Impact
The flaw allows an authenticated pgAdmin user to inject arbitrary SQL into the named restore point endpoint by submitting a crafted 'value' field. Because the input is splice‑directly into an SQL call using str.format, the attacker can execute any statement that the database role already permits. The injection does not cross a privilege boundary—the attacker already has full SQL rights for the connected role through the Query Tool—so the vulnerability merely duplicates an existing attack surface. The primary consequence is the potential for unintended data exposure or modification at the level of the authenticated role.
Affected Systems
The issue affects pgAdmin 4 versions from 1.0 through the pre‑9.16 releases. The product is sold by pgadmin.org and is distributed under the open‑source pgAdmin 4 label.
Risk and Exploitability
The CVSS score of 5.3 reflects a moderate impact.
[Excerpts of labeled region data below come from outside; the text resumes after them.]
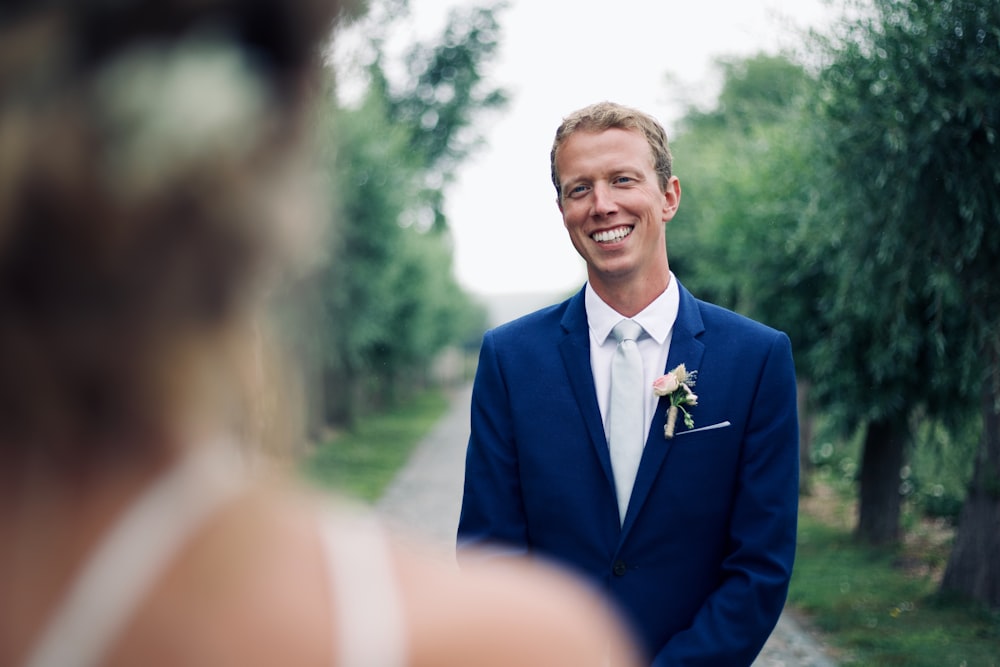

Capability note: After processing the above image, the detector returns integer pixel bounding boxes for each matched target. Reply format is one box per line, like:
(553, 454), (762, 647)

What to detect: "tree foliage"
(821, 0), (1000, 604)
(306, 3), (503, 425)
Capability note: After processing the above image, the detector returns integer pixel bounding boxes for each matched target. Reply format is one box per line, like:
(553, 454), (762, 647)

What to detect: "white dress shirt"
(584, 273), (680, 446)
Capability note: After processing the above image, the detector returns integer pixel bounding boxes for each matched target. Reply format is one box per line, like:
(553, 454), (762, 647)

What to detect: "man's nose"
(592, 183), (618, 216)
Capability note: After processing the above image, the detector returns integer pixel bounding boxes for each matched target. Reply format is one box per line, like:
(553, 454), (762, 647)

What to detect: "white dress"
(24, 447), (406, 667)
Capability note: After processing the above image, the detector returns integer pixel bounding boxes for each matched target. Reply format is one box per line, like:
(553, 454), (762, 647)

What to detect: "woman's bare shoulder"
(396, 549), (640, 667)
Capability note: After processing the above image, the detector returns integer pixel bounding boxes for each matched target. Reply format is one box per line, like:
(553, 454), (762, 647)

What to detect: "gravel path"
(378, 386), (836, 667)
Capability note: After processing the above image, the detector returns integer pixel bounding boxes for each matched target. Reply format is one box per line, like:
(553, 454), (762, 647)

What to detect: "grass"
(304, 390), (448, 503)
(789, 472), (1000, 667)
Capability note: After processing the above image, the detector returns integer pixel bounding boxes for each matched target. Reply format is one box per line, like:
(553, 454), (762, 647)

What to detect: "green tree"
(670, 54), (828, 488)
(822, 0), (1000, 605)
(315, 2), (503, 426)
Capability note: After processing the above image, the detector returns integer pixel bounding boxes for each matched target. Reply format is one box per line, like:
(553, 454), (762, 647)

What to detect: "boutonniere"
(653, 364), (698, 440)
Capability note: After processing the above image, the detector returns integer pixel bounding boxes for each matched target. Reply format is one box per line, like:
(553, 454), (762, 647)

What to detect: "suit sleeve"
(653, 334), (799, 667)
(458, 331), (528, 559)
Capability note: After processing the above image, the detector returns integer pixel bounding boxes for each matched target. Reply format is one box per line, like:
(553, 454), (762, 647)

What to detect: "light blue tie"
(608, 320), (652, 524)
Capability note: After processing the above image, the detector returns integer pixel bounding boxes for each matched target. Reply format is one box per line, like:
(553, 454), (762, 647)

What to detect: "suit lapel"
(559, 290), (615, 491)
(609, 282), (705, 540)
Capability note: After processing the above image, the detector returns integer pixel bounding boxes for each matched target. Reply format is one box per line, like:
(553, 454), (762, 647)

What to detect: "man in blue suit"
(458, 103), (798, 667)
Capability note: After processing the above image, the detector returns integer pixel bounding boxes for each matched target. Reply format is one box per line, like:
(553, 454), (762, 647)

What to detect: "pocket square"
(674, 419), (732, 437)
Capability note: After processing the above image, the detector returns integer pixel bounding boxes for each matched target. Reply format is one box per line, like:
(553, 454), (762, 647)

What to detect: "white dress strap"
(320, 510), (407, 667)
(24, 447), (243, 667)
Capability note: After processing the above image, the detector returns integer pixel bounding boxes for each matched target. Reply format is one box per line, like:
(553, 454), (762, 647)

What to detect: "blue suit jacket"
(458, 286), (799, 667)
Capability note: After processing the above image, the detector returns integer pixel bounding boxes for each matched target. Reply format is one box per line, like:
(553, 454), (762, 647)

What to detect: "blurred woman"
(0, 0), (634, 667)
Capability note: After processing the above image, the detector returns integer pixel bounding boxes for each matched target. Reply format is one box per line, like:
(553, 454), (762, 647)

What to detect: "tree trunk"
(941, 351), (1000, 607)
(796, 380), (815, 496)
(855, 420), (906, 545)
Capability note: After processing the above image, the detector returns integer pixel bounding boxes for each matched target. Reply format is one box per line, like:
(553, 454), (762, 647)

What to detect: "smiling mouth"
(590, 225), (633, 243)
EPSS data are not available and the vulnerability is not listed in the CISA KEV catalog, indicating no known exploitation reports. The attack vector is a web‑based POST request to /browser/server/restore_point/{gid}/{sid} and requires the user to be authenticated with a PostgreSQL session. Since the injected SQL runs under the user’s own database role, the likelihood of a catastrophic compromise is low, but an attacker can still leverage the endpoint to run arbitrary queries they could already run via the Query Tool.